Guy Daly

Personal information
- Full name: Guy Nolan Daly
- Born: 4 September 1908 Bramley, Hampshire, England
- Died: 29 September 1991 (aged 83) Basingstoke, Hampshire, England
- Batting: Right-handed
- Bowling: Right-arm medium

Domestic team information
- 1938: Glamorgan

Career statistics
| Competition | First-class |
| Matches | 1 |
| Runs scored | 9 |
| Batting average | 9.00 |
| 100s/50s | –/– |
| Top score | 9 |
| Balls bowled | 42 |
| Wickets | – |
| Bowling average | – |
| 5 wickets in innings | – |
| 10 wickets in match | – |
| Best bowling | – |
| Catches/stumpings | –/– |
- Source: Cricinfo, 24 July 2011

= Guy Daly =

English cricketer

Guy Nolan Daly (4 September 1908 – 29 September 1991) was an English cricketer. Daly was a right-handed batsman who bowled right-arm medium pace. He was born in Bramley, Hampshire. He was known in some sources as Guy Nolan O'Daly.
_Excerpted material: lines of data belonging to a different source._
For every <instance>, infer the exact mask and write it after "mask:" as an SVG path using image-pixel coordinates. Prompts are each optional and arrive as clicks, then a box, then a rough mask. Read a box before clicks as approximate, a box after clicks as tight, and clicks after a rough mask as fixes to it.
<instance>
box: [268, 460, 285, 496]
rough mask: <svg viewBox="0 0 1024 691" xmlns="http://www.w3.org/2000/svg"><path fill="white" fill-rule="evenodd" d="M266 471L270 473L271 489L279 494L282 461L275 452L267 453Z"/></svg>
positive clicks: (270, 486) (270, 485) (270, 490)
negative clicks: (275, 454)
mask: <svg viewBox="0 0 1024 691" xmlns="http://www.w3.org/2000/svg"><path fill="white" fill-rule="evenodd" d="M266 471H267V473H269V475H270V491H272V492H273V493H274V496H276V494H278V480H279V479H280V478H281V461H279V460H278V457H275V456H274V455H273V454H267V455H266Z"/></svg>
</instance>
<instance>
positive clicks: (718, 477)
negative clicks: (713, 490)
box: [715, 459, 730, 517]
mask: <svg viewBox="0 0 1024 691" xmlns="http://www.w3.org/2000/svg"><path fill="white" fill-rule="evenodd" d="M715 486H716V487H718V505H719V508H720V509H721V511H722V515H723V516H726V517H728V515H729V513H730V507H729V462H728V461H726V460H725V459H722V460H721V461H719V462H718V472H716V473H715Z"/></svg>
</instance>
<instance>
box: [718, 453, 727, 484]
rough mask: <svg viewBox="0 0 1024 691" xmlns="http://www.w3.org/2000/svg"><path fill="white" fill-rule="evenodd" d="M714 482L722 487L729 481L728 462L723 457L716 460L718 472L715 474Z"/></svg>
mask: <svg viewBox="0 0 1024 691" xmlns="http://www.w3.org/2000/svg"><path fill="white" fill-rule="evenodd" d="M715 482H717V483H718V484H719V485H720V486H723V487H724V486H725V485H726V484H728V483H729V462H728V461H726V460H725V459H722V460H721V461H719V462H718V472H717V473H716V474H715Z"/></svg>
Daly made a single first-class appearance for Glamorgan against Cambridge University in 1938. In this match, he scored 9 runs in Glamorgan's first-innings, before being dismissed by Bertram Carris. He bowled 7 overs in the Cambridge University first-innings, after which he was injured and played no further part in the match with the ball. He did not bat in Glamorgan's second-innings. He made no further appearances for Glamorgan.

He died in Basingstoke, Hampshire on 29 September 1991.